Comparison shots. After soft scrub cleaning on left, before clean on right.







Age spots




Couple shots showing the brake rub. Still working on that.







Bathing in bleach water over night.


----------



## Uniblab

That's outstanding....never heard using bleach on aluminum, will have to try that sometime.


----------



## KurseD

Uniblab said:


> That's outstanding....never heard using bleach on aluminum, will have to try that sometime.

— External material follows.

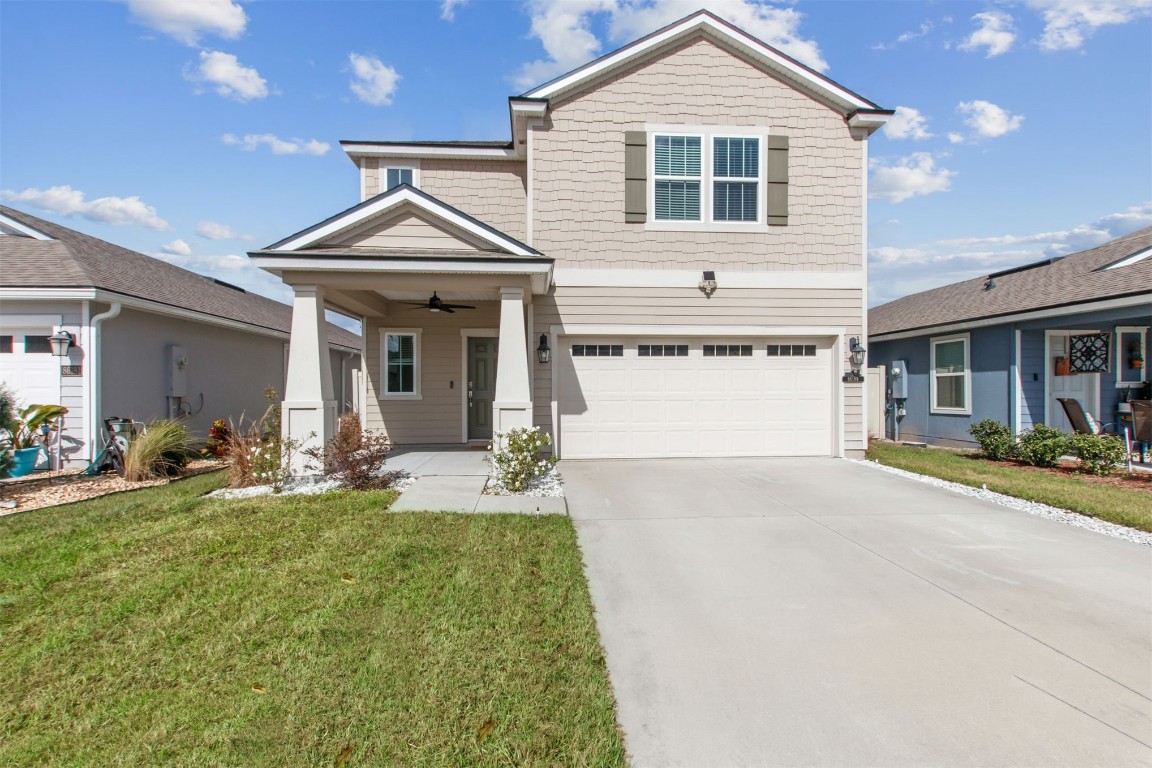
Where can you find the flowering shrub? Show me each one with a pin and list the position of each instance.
(518, 462)
(1099, 454)
(219, 436)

The mags are actually a composite resin. Like a plastic. I wouldn't try it on aluminum. I actually coated ALL the metal parts in Vaseline to protect them from the bleach.


----------



## KurseD

Some more progress on the mags today. Finished the bleach bath on the rear and rubbed some of the brake rub off with a razor blade. The humungous cyst on my wrist is keeping me from doing any more work this evening. They're still not perfectly white, but for Skyway OE mags, they're pretty dang white. I'm happy with the results.

Comparison shots.







Brake rub gone on one side.




Also finished the head badge. Not a perfect match, but again, I'm happy with it.


----------



## macr0w

Good Job On Those Mags.


----------



## KurseD

macr0w said:


> Good Job On Those Mags.




Thanks. I finished up the front one this morning. Very happy with the outcome.


----------